A polícia italiana, com a colaboração da Interpol, está buscando um cidadão brasileiro que abandonou um pacote com uma substância que se suspeita ser explosiva no aeroporto de Anconara-Falconara, a cerca de 250 km de Roma. O suposto pacote-bomba foi desativado por especialistas do campo de aviação. O pacote havia sido deixado esta manhã no posto de check-in dos vôos Alitalia por um brasileiro que em seguida embarcou para a capital italiana, de onde seguiu para o Rio de Janeiro.Os investigadores locais não excluem que se tenha tratado de uma ação terrorista de dimensões limitadas, embora também se suspeite que o pacote - que eventualmente poderia ter explodido ao ser aberto e não durante o vôo - fosse destinado a organizações criminosas sul-americanas.Se o dono do pacote for realmente o cidadão brasileiro buscado pela polícia, se trataria de um travesti com vários nomes falsos, do qual ainda se ignora o endereço. O homem, que figura na lista de embarque do vôo Az1123 Ancona-Roma das 6h55, teria sido notado enquanto depositava a caixa em frente ao posto de check-in, e seu aspecto transexual foi notado pelas pessoas presentes. Ainda não se sabe por quê ele abandonou a caixa sem apresentá-la para o despacho.Para os investigadores do Departamento Antiterrorismo (Digos), talvez o brasileiro tenha se dado conta de que o aeroporto estava vigiado e a caixa de papelão poderia ser detectada pelo equipamento de controle, por isso decidiu livrar-se dela.
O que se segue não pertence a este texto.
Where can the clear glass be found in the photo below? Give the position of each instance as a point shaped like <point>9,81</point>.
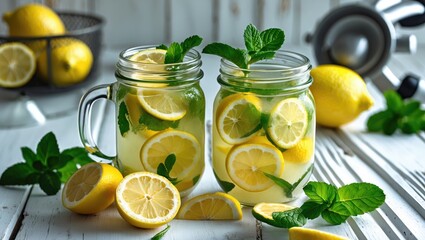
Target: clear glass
<point>160,118</point>
<point>242,164</point>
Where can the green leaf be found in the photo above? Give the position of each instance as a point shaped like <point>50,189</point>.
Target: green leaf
<point>289,218</point>
<point>50,182</point>
<point>47,147</point>
<point>17,174</point>
<point>252,38</point>
<point>161,234</point>
<point>190,42</point>
<point>273,39</point>
<point>28,155</point>
<point>123,124</point>
<point>236,56</point>
<point>226,186</point>
<point>360,198</point>
<point>174,53</point>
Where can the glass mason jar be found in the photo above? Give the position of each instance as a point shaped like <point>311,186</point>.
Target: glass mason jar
<point>160,118</point>
<point>264,129</point>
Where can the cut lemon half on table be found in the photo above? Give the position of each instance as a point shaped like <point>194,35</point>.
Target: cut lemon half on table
<point>91,188</point>
<point>300,233</point>
<point>211,206</point>
<point>155,56</point>
<point>238,117</point>
<point>17,65</point>
<point>163,104</point>
<point>287,123</point>
<point>263,211</point>
<point>248,163</point>
<point>183,145</point>
<point>147,200</point>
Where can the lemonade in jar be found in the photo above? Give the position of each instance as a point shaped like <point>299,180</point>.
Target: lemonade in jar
<point>263,132</point>
<point>160,114</point>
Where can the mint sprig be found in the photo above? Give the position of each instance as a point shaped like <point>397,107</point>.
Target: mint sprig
<point>176,51</point>
<point>334,205</point>
<point>48,166</point>
<point>259,46</point>
<point>405,115</point>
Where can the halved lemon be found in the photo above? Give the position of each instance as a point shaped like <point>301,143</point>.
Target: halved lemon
<point>247,164</point>
<point>263,211</point>
<point>17,64</point>
<point>301,233</point>
<point>91,188</point>
<point>162,103</point>
<point>183,145</point>
<point>147,200</point>
<point>287,123</point>
<point>211,206</point>
<point>155,56</point>
<point>238,117</point>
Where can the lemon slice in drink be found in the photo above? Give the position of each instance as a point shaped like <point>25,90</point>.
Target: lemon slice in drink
<point>17,65</point>
<point>287,123</point>
<point>211,206</point>
<point>91,188</point>
<point>238,117</point>
<point>147,200</point>
<point>163,104</point>
<point>183,145</point>
<point>263,211</point>
<point>300,233</point>
<point>247,164</point>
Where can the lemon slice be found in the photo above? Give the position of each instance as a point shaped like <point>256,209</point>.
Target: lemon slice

Mas também não se descarta que o homem tenha querido realizar um tentado no aeroporto de Ancona, embora as possíveis conseqüências da explosão tivessem sido limitadas.Só mesmo o brasileiro, que deverá aterrissar ainda hoje no aeroporto do Rio de Janeiro - onde o aguarda a polícia local - poderá explicar o que ocorreu. O pacote de papelão, bastante volumoso, continha vários objetos do mesmo tipo dos que o brasileiro havia mostrado à polícia alfandegária durante o controle da bagagem de mão.Mas, junto com esses objetos, encontrava-se uma substância de forma esférica que chamou a atenção dos investigadores e dos cães farejadores de explosivos. Segundo o juiz que se dirigiu ao aeroporto, a caixa poderia ter explodido se alguém tivesse tentado abri-la. Fechada com fita adesiva e com algumas palavras escritas, não tinha endereço nem remetente.